OCEAN CITY — In what appears to be an early candidate for knucklehead crime of the year, a Pennsylvania man was arrested on animal cruelty, escape and other charges early Wednesday morning when he was found him on the beach with another man attempting to fish with a dead bird on a fishing line attached to a broom handle.

Around 3 a.m. on Wednesday, an OCPD officer observed a man later identified as Parkes Knepfield, 42, of Slippery Rock, Pa., on the beach at 51st Street with another man in violation of a city ordinance that prohibits individuals from being on the beach between midnight and 5 a.m. The officer observed the two men manipulating a broom handle with a fishing line attached to it. When the two men noticed the officer, they began frantically attempting to cover up the makeshift fishing pole with sand and started to walk away.

The officer then observed the broom handle with the fishing line attached had a dead bird on the end of it. The bird was small and may have been a swallow, according to police reports. When the officer asked Knepfield and the other man what the bird was for, they did not answer but suddenly became nervous.

When the officer was attempting to identify the second man, who took off running, Knepfield allegedly interrupted the officer as he spoke over the police radio and then began to flee also.

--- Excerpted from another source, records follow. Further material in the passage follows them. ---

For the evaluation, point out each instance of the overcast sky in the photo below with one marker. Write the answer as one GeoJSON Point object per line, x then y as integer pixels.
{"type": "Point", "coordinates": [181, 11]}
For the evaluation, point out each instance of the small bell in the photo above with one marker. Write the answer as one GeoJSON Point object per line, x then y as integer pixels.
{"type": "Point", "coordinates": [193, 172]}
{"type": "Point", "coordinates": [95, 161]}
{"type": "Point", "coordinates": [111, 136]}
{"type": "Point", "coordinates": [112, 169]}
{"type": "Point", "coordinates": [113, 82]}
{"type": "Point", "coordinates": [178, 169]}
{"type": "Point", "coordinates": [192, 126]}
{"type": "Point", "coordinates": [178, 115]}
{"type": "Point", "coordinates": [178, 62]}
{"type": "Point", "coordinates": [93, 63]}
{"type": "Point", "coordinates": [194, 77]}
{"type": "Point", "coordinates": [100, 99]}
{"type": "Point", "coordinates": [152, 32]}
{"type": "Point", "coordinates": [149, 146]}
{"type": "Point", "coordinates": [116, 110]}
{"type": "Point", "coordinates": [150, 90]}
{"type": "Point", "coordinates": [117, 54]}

The officer attempted to detain Knepfield with handcuffs, but the suspect resisted several times and the officer then had to use tactics to get him into handcuffs. When the officer told the handcuffed Knepfield to sit down, he took off running with his hands cuffed behind his back.

Knepfield made it across the dune and onto 51st Street where he was detained by a second OCPD officer arriving on the scene for backup. A few minutes after Knepfield was apprehended on 51st Street, the first officer met with a witness who was staying in the same condo with the suspects. The witness told police the two men killed the bird and planned to use it for bait to catch fish in the ocean.

When questioned, Knepfield told police he knew the bird had been flying around on the porch of the condo and that a pillow was used to smother it. However, he denied any involvement and did not knew who killed it. Based on all of the evidence, the officer charged Knepfield with animal cruelty, escape for attempting to flee, theft for running with the police-owned handcuffs and obstructing and hindering.